My mom told of a story that my grandfather as a young man had carried bread on his back to deliver it, or another story was that he delivered beer by horse-drawn cart. But in any case, at some point he became a waiter, and remained so until his retirement many years later. He left Linz in his twenties, somewhere about 1910 or 11, with a group of buddies, working as waiters in hotels as they traveled, going first to France, and then England. Finally they took the ship called “Lake Manitoba” and landed in Quebec, Canada on June 16, 1912. Then, he worked as a waiter at the new, and very grand, Chateau Laurier hotel in Ottawa, Ontario, Canada. It was there he met my grandmother, Yvonne Tremblay, who worked as a chamber maid.
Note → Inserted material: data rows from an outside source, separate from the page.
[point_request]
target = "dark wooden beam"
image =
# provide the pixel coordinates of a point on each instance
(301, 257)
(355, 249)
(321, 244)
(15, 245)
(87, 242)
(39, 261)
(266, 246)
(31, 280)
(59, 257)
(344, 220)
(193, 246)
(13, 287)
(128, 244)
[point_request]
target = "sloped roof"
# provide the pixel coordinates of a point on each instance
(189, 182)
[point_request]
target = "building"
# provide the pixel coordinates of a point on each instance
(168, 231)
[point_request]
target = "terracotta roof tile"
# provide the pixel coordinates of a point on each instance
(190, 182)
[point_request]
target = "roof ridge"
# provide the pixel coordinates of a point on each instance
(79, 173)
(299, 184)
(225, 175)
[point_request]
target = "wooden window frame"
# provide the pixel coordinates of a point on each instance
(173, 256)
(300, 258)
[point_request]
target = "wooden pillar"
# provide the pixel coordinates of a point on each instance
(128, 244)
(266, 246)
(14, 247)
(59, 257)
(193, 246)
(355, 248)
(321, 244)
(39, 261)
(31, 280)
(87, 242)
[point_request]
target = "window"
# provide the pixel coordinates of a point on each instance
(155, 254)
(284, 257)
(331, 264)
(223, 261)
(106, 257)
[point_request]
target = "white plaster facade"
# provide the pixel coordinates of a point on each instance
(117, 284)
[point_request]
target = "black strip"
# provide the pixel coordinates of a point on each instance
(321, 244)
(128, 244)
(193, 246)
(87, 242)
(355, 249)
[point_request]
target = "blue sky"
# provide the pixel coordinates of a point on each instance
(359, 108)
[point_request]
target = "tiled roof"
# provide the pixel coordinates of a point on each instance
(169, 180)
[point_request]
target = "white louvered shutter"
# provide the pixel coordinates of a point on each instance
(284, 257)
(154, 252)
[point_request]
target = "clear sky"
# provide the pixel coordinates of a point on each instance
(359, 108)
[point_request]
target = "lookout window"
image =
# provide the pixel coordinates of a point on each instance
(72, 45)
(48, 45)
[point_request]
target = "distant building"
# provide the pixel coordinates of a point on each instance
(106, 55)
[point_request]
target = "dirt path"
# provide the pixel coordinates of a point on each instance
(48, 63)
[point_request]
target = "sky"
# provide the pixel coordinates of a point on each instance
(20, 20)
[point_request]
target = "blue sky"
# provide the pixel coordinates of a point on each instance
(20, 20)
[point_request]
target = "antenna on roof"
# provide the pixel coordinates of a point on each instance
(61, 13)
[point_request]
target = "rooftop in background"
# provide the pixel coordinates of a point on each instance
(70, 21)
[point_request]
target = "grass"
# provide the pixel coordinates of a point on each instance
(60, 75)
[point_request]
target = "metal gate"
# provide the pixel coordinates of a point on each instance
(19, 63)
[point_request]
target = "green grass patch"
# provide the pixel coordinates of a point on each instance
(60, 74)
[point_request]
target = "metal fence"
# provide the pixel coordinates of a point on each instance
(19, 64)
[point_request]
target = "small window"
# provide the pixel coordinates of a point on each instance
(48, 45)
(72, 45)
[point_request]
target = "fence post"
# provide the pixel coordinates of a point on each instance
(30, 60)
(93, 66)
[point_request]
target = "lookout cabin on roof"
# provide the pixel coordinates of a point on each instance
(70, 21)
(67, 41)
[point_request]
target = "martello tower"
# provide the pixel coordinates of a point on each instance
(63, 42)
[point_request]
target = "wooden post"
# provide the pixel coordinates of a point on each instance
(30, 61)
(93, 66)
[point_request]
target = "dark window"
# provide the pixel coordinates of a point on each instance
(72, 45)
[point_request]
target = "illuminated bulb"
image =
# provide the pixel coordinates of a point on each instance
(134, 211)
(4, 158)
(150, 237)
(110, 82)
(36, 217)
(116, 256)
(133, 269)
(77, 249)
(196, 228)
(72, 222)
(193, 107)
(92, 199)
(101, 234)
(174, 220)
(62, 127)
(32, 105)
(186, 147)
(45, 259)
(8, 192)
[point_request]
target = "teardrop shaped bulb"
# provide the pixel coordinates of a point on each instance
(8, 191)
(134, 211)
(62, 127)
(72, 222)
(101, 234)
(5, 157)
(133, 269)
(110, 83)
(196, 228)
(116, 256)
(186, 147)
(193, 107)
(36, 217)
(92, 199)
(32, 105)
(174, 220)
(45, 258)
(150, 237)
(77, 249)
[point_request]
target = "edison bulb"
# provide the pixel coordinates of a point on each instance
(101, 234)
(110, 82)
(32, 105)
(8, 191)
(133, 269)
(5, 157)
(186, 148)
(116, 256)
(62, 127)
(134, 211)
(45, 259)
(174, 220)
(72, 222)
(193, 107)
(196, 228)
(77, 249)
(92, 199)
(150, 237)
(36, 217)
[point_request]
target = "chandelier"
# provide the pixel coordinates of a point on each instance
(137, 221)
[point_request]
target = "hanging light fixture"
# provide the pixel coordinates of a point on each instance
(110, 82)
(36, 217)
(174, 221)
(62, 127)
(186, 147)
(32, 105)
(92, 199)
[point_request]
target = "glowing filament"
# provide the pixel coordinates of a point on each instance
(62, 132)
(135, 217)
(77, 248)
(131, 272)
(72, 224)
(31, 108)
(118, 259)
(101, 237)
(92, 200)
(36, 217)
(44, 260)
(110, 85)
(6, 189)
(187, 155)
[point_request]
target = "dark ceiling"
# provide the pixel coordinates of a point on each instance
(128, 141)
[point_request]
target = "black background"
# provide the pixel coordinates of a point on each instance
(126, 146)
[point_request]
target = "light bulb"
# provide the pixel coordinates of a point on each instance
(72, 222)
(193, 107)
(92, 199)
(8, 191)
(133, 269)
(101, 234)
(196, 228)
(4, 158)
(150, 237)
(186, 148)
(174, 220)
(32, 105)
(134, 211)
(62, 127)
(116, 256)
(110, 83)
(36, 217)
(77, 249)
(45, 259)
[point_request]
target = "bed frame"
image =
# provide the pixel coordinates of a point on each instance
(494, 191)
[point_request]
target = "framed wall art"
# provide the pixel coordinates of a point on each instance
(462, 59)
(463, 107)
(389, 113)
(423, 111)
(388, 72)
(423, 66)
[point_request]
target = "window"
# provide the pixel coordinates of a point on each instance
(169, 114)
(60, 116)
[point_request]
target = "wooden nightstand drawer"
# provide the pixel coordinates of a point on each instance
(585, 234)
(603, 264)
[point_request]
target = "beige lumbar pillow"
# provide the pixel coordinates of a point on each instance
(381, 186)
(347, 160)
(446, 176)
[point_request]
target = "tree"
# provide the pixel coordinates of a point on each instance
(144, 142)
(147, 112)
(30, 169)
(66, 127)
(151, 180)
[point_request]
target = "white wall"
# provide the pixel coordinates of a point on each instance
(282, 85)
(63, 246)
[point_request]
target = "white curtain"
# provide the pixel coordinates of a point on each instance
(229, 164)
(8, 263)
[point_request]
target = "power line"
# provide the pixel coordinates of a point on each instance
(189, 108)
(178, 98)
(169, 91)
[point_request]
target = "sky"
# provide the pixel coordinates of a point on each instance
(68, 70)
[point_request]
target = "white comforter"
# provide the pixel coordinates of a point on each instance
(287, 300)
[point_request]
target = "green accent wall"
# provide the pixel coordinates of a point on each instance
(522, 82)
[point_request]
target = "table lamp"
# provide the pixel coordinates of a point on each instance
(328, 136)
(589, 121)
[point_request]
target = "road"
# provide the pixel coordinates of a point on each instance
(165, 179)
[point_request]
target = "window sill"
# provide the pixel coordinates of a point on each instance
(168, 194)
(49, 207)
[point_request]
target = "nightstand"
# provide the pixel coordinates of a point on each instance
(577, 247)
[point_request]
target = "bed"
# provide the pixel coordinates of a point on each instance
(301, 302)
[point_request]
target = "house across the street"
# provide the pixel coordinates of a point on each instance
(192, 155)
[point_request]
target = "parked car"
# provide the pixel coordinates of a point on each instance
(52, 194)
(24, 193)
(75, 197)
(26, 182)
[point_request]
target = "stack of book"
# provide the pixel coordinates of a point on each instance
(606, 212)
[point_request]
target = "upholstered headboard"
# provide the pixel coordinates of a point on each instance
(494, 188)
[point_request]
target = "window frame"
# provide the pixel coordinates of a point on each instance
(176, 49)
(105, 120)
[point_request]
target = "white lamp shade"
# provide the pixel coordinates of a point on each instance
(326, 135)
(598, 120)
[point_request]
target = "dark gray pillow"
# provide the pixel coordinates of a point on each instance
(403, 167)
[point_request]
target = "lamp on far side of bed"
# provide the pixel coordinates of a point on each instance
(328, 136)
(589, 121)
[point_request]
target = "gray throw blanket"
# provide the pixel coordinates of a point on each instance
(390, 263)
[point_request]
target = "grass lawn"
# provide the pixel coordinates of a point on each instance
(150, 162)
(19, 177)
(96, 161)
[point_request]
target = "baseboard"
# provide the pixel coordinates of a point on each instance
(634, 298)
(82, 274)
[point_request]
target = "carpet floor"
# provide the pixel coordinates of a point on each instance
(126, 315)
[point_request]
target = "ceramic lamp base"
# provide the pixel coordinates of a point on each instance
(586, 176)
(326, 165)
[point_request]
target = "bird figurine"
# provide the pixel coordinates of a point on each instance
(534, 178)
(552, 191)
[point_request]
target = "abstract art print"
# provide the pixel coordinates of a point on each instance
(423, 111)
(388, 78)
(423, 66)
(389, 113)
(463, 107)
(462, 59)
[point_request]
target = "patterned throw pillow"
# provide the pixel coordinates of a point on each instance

In late 1915, John emigrated once again, traveling via Windsor to Detroit, Michigan. By this point, Canada had entered the first World War, and he was registered as an “enemy alien.” I wonder if that contributed to his decision to come to the United States, which was still a neutral country. (According to that registration, in 1915 at 31 he was 5’3”, weighed 125 pounds, and had dark hair, and wore glasses.) He soon sent for Yvonne, and they were married in Detroit on January 14, 1916. She was just 18.

John & Yvonne Hochreiter 1916

John and Yvonne in Detroit 1916

They stayed in Detroit, and he worked as a room service waiter at the Hotel Statler (which had been completed earlier in 1915), until he retired (at 70) after my grandmother died in l954.

When I have wondered about why he left Austria, I haven’t found clear answers. It was a few years before war would break out there, so I don’t think it was about that. It seems perhaps he and his friends were looking for adventure, and they’d found a way to do it even without many financial resources.  As waiters, they could work wherever they could find hotel jobs.  I was impressed that these men continued to be friends years later in Detroit. My grandfather was a quiet man, and he died when I was only 13, so I never felt that I knew him very well.

Ironically, even though my siblings and I are of 25% Austrian ancestry, and our grandfather was the most recent immigrant of our heritage, I found it difficult to find a sense of connection to that culture and place. It has bewildered me as I have continued to explore the region in Austria from which he came. I’ll write more in a future post.